L’accotement comme lieu de ponte À l’âge adulte, la tortue peinte mesure environ 15 cm et sa longévité est de 35 ans. Elle se reconnait à ses lignes rouges sur les pattes, sur la queue et en bordure de la carapace. Chaque année, la femelle pond de 2 à 10 œufs possiblement fertilisés par des mâles différents; la tortue peinte a en effet la particularité de conserver le sperme des géniteurs pendant quatre ans!
«Le nombre de tortues écrasées sur les routes semble moins élevé au Québec qu’aux États-Unis, mais d’autres facteurs de mortalité liés aux routes sont aussi à considérer, précise Bernard Angers. Ici, les tortues utilisent les accotements comme lieux de ponte parce que le sol est meuble. Un véhicule qui roule sur l’accotement risque donc d’écraser des œufs.De plus, les écarts thermiques provoqués par la chaleur de l’asphalte peuvent faire mourir les œufs. Les nids sur les accotements sont aussi facilement repérés par les prédateurs.» Pour mesurer l’effet de l’ensemble de ces facteurs sur le taux de reproduction des tortues, Olivier Sylva-Beaudry a procédé au prélèvement d’échantillons d’écailles sur 287 individus provenant de neuf sites de l’Outaouais, de l’Estrie et de la région de Montréal. L’analyse du génome de chaque tortue lui permet d’établir le coefficient d’apparentement entre chacune d’entre elles et, de là, d’inférer le succès reproducteur de chaque femelle d’un même endroit. Pour chaque région, le chercheur compare par la suite les données entre les sites naturels et ceux où une route sert de lieu de ponte.
Diversité génétique réduite À première vue, le milieu perturbé semble avantageux puisque le taux de reproduction est de 1,63 tortue par femelle, contre 1,13 dans le milieu préservé. «À première vue seulement, fait remarquer le professeur Angers. L’analyse montre que le ratio plus élevé en milieu perturbé est dû à trois femelles qui ont donné naissance à 10 petits. Ce qui veut dire qu’il y a moins de femelles, dans ce milieu, qui contribuent au maintien de l’espèce que dans le milieu préservé. Il y a un risque de consanguinité qui, à la longue, peut réduire la diversité génétique et être néfaste à la colonie.»

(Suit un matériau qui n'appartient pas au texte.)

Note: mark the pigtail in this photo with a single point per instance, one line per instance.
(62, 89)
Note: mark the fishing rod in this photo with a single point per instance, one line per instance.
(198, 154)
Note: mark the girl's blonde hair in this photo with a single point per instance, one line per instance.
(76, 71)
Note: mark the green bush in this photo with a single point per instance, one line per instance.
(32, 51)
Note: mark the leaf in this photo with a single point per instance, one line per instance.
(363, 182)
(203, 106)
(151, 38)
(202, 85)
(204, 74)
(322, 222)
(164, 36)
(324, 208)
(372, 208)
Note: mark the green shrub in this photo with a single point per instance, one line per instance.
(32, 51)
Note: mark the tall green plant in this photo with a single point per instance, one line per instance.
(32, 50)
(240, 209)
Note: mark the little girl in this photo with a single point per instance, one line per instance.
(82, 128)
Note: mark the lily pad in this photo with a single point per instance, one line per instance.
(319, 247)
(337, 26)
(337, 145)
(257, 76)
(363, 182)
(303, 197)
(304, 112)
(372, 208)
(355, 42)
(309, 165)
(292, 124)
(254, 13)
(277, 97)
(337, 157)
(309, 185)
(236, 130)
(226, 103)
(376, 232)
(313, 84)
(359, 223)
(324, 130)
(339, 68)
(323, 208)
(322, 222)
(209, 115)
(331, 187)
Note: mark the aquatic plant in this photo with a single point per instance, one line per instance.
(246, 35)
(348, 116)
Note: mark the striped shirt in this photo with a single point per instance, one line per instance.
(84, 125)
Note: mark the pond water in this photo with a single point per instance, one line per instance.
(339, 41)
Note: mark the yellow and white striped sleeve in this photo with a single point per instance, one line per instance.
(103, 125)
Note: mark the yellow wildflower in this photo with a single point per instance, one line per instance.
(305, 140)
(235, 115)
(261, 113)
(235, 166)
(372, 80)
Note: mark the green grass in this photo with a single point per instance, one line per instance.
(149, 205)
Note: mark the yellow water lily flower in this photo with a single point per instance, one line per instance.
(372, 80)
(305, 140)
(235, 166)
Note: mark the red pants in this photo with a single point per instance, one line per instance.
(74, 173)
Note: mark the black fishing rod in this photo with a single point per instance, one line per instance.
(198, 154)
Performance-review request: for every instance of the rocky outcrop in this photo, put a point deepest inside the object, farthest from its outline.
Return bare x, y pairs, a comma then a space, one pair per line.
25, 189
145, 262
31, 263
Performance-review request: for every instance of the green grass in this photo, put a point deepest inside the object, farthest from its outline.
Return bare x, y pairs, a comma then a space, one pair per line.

Pour comprendre ces ratios, il faut savoir que, dans les habitats près desquels passe une route, toutes les tortues ne pondent pas nécessairement sur l’accotement; celles qui le font perdent sans doute plus d’œufs que celles qui vont pondre ailleurs, ce qui explique les taux de succès importants de quelques-unes des tortues. Le fait qu’un même lieu ne puisse recevoir qu’un nombre limité d’individus explique par ailleurs le taux de survie globale comparable entre les deux lieux même si plus de tortues ont procréé dans le site naturel. Olivier Sylva-Beaudry en est à analyser les données relatives aux échantillons des sites de l’Estrie. Même si les mesures ne sont pas terminées, les résultats préliminaires laissent apparaitre le même profil qu’en Outaouais: moins de femelles donnent naissance à plus d’individus dans le milieu perturbé.